Detecting time-related changes in Wireless Sensor Networks using symbol compression and Probabilistic Suffix Trees

Our research focuses on anomaly detection problems in unknown environments using Wireless Sensor Networks (WSN). We are interested in detecting two types of abnormal events: sensory level anomalies (e.g., noise in an office without lights on) and time-related anomalies (e.g., freezing temperature in a mid-summer day).We present a novel, distributed, machine learning based anomaly detector that is able to detect time-related changes. It consists of three components. First, a Fuzzy Adaptive Resonance Theory (ART) neural network classifier is used to label multi-dimensional sensor data into discrete classes and detect sensory level anomalies. Over time, the labeled classes form a sequence of classes.
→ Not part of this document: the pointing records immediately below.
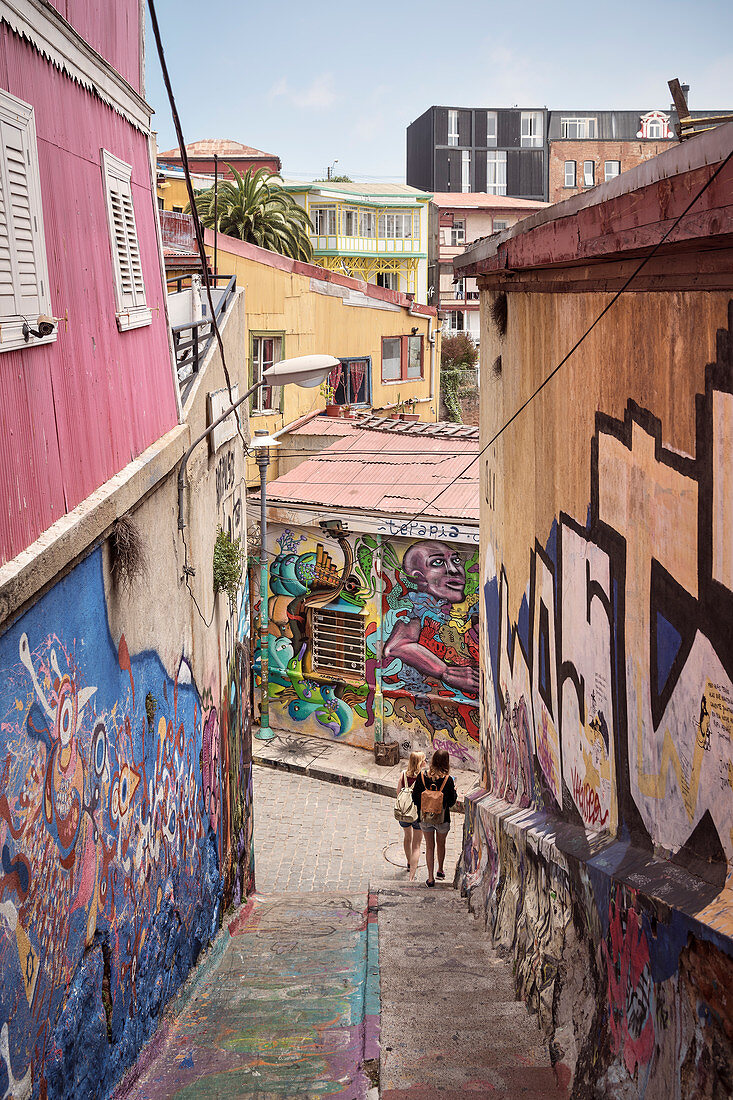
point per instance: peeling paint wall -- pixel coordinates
(601, 854)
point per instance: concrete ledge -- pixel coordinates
(35, 567)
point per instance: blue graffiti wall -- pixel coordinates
(110, 881)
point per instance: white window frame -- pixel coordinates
(132, 310)
(531, 134)
(19, 308)
(578, 129)
(466, 171)
(491, 129)
(458, 232)
(496, 172)
(452, 127)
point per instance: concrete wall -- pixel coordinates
(601, 854)
(126, 757)
(413, 626)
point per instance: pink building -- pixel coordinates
(456, 220)
(78, 244)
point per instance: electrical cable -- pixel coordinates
(576, 345)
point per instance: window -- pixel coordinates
(324, 220)
(452, 128)
(532, 129)
(389, 279)
(491, 128)
(496, 173)
(402, 358)
(352, 382)
(578, 128)
(398, 226)
(266, 351)
(338, 642)
(23, 275)
(129, 287)
(466, 171)
(458, 232)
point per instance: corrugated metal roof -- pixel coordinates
(336, 426)
(393, 473)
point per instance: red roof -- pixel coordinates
(219, 145)
(387, 471)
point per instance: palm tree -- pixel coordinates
(255, 208)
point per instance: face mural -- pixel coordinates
(417, 601)
(116, 821)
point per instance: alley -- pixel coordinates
(310, 835)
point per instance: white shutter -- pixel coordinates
(129, 285)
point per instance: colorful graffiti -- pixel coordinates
(418, 607)
(112, 820)
(609, 706)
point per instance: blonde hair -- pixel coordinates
(415, 763)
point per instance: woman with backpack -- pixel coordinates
(412, 833)
(434, 793)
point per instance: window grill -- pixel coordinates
(338, 644)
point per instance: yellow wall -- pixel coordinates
(282, 301)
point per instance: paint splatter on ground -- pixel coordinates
(284, 1005)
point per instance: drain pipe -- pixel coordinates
(431, 341)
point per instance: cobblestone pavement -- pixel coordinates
(312, 835)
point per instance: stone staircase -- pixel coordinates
(451, 1026)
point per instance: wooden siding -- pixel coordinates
(76, 411)
(111, 29)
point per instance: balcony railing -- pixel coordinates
(190, 321)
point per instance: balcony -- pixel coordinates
(190, 321)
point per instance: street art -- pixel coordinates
(111, 818)
(418, 607)
(609, 705)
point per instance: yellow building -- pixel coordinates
(375, 232)
(387, 344)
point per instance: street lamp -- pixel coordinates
(305, 371)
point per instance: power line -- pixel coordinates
(577, 344)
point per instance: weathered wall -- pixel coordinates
(602, 856)
(126, 823)
(419, 598)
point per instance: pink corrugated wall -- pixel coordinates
(74, 413)
(111, 28)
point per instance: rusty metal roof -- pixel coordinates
(389, 471)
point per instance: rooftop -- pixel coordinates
(222, 146)
(480, 200)
(394, 468)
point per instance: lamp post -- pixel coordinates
(261, 446)
(305, 371)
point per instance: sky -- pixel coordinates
(337, 85)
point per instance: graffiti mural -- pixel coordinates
(415, 605)
(609, 706)
(111, 817)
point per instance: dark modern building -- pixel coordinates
(499, 152)
(533, 153)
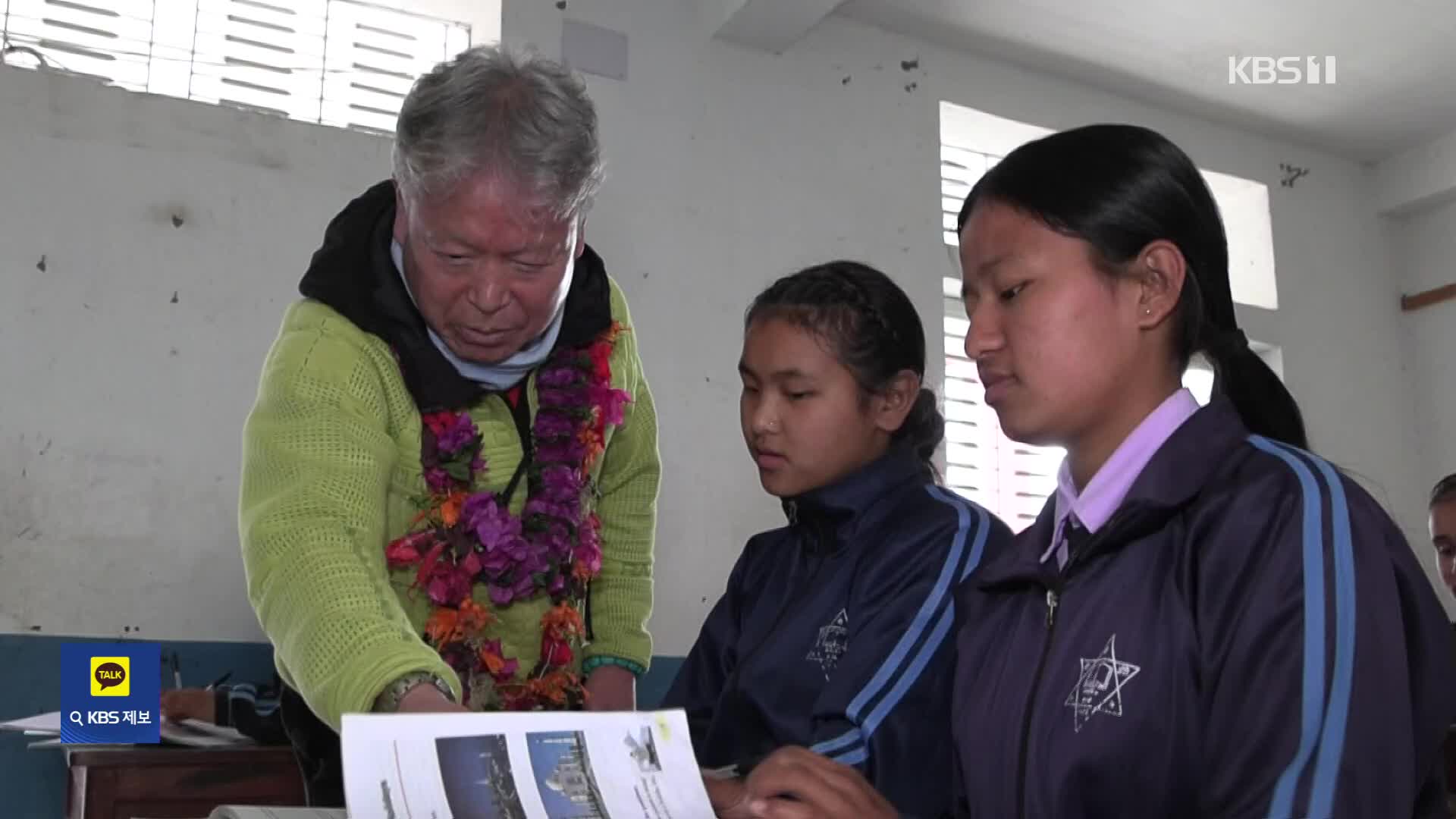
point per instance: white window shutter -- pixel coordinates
(104, 38)
(331, 61)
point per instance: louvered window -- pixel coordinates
(331, 61)
(1009, 479)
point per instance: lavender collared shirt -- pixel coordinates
(1107, 490)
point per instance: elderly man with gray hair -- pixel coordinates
(450, 472)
Next, a symbol compressor is used to extract the semantic meaning of the temporal sequence. Finally, a Variable Memory Markov (VMM) model in the form of a Probabilistic Suffix Tree (PST) is used to model and detect time-related anomalies in the environment. To our knowledge, this is the first work that analyzes/models the temporal sensor data using a symbol compressor and PST in a WSN. Our proposed detection algorithm is distributed, “light-weight”, and practical for resource constrained sensor nodes. We verify the proposed approach using a volcano monitoring dataset. Our results show that this approach yields the same performance as the traditional Markov models with much less cost.